Spaghetti with tuna and shrimp

Pasta/Pizza: Spaghetti with tuna and shrimp | Discover Simple, Tasty and Easy Family Recipes | YUM

On a busy day, this kind of pasta solves dinner without complicating things too much. I love the combination of tuna and shrimp; it's filling and has a fresh taste, and the ingredients are always on hand. I get straight to work because I already know the steps by heart.

Quick Info

Total time: about 30 minutes
Preparation time: 10 minutes
Cooking time: 20 minutes
Servings: 2-3
Difficulty: easy
Recipe type: main course, pasta with fish and seafood

Ingredients

spaghetti (ideally Barilla, but any you have on hand)
shrimp (fresh or frozen, as available)
1 can of tuna in its own juice (drained)
50 ml white wine
2 cloves of garlic
2 tablespoons of garlic and dill sauce
1 tablespoon of sour cream
olive oil
salt
pepper, ginger (optional), chili flakes, basil
grated parmesan (for serving)

Preparation method

1. Boil water in a small pot with salt. When it boils, add the spaghetti and let them cook according to the package instructions.

2. While the pasta is boiling, quickly rinse the shrimp under cold water. Heat a pan with a little olive oil and add the shrimp along with salt, pepper, and your favorite spices (chili, ginger, or basil, to taste). Let them cook for 2-3 minutes until they turn pink and opaque, then remove them onto a plate.
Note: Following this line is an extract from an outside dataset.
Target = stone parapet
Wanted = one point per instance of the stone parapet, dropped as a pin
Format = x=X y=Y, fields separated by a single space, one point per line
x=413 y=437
3. In the same pan, add the drained tuna and the crushed or finely chopped garlic cloves. Stir gently over medium heat for a few minutes to combine the flavors.

4. Pour the wine over the tuna and garlic and let it reduce a bit, about 2-3 minutes.

5. Add the sour cream and garlic sauce with dill to the tuna. Mix briefly over low heat.

6. When the spaghetti is ready, drain it and add it to the pan with the tuna and sour cream sauce. Add the shrimp back in.

7. Mix everything carefully over low heat for 1-2 minutes to combine the ingredients.

8. Serve the pasta hot, with grated parmesan on top.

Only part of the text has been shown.